4. Om een geslaagd beroep te kunnen doen op de stakingsverliesregeling moet aan de volgende (cumulatieve) voorwaarden worden voldaan: a) De belastingplichtige houdt op winst uit die andere staat te genieten in uiterlijk het derde kalenderjaar na het kalenderjaar waarin de activiteiten van belastingplichtige in de andere staat geheel of nagenoeg geheel zijn gestaakt dan wel indien dat eerder is, daartoe besloten is; b) De vrijgestelde bedragen op grond van artikel 15e Wet Vpb 1969 hebben per saldo geleid tot een negatief bedrag. Bij de bepaling van het aftrekbare stakingsverlies moet overigens rekening worden gehouden met tegemoetkomingen die reeds door de andere staat aan de belastingplichtige zijn verleend of nog zullen worden verleend aan een ander dan de belastingplichtige; c) De betreffende activiteit van de belastingplichtige wordt niet in belangrijke mate voortgezet door een met hem verbonden lichaam (onderscheidenlijk is reeds door een dergelijk lichaam voortgezet); en d) De hoogte van het stakingsverlies moet belastingplichtige kunnen laten blijken.
5. Door het verkopen van haar activiteiten in staat A houdt X in 2021 op winst te genieten uit staat A. Na verkoop van de activiteiten heeft X geen Vaste inrichting meer in staat A als bedoeld in artikel 15e lid 2 juncto artikel 3 lid 4 sub a Wet Vpb. Hierbij is (mede) van belang geacht dat X na verkoop niet beschikt over (kantoor)ruimte in staat A en dat er geen formele volmacht(en) verleend zullen worden dat er gehandeld kan worden voor rekening en risico van X dan wel dat er materieel gehandeld gaat worden naar een dergelijke volmacht door Z dan wel haar vennootschap.

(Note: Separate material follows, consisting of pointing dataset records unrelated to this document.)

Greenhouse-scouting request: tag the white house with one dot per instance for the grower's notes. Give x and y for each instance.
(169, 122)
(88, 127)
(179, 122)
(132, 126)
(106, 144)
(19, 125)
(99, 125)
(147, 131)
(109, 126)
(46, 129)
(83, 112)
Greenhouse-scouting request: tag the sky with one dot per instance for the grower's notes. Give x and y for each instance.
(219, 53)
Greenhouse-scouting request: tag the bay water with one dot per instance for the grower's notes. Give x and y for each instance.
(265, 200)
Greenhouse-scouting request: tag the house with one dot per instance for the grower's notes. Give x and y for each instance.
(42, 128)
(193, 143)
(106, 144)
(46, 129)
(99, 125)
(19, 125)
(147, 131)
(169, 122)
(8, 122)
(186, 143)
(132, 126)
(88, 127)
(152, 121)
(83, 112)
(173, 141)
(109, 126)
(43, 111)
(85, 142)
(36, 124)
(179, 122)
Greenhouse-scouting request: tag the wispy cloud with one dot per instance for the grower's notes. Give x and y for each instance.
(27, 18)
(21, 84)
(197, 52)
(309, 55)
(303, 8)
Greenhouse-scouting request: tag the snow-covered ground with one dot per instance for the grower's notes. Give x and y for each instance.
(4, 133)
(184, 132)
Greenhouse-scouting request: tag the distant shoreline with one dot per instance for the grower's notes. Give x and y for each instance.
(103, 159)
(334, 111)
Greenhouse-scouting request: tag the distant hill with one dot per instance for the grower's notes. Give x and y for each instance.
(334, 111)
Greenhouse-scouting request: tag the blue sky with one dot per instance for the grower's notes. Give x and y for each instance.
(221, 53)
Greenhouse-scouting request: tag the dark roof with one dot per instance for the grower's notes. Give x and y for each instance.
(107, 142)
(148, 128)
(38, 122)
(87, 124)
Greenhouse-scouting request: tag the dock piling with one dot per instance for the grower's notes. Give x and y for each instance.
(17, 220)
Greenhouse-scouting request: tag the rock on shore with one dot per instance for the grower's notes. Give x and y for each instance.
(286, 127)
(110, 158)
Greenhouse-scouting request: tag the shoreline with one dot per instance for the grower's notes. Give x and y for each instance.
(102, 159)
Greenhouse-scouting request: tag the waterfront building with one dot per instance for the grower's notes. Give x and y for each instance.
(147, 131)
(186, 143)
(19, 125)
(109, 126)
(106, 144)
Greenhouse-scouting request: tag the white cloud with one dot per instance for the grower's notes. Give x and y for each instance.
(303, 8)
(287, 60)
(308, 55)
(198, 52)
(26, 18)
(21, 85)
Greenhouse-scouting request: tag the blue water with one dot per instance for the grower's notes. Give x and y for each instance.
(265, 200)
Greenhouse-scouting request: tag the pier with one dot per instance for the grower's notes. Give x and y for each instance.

6. De activiteiten in staat A van X worden verkocht aan Z. Z is geen verbonden lichaam; ook haar vennootschap is dat niet in relatie tot X. X heeft het verliessaldo aangetoond voor de jaren waarover reeds een aangifte is ingediend. X zal het verliessaldo ook moet kunnen laten blijken voor de jaren waar nog geen aangifte voor ingediend is.
7. Het maximaal verwachte stakingsverlies is substantieel minder dan €5 miljoen. De aanvullende regels van artikel 15i lid 4 Wet Vpb die gelden vanaf 2021 zijn daarom niet relevant voor X want die zijn alleen van toepassing bij een verlies van €5 miljoen of meer.
8. Uit bovenstaande blijkt dat X een stakingsverlies in aftrek brengen op grond van artikel 15i Wet Vpb in
2021. Mocht X binnen 3 jaar na het in aanmerking nemen van dit stakingsverlies alsnog activiteiten gaan verrichten in staat A die resulteren in een Vaste inrichting in de zin van artikel 15e lid 2 juncto artikel 3 lid 4 sub a Wet Vpb en winst genieten uit die Vaste inrichting dient het stakingsverlies te worden teruggenomen ingevolge artikel 15i lid 6 Wet Vpb.

Conclusie

X kan ten aanzien van de verkoop van haar activiteiten in staat A de stakingsverliesregeling van artikel 15i Wet Vpb toepassen in 2021. Dit is vastgelegd in een vaststellingsovereenkomst met een looptijd van 1 januari 2021 tot en met 31 december 2025.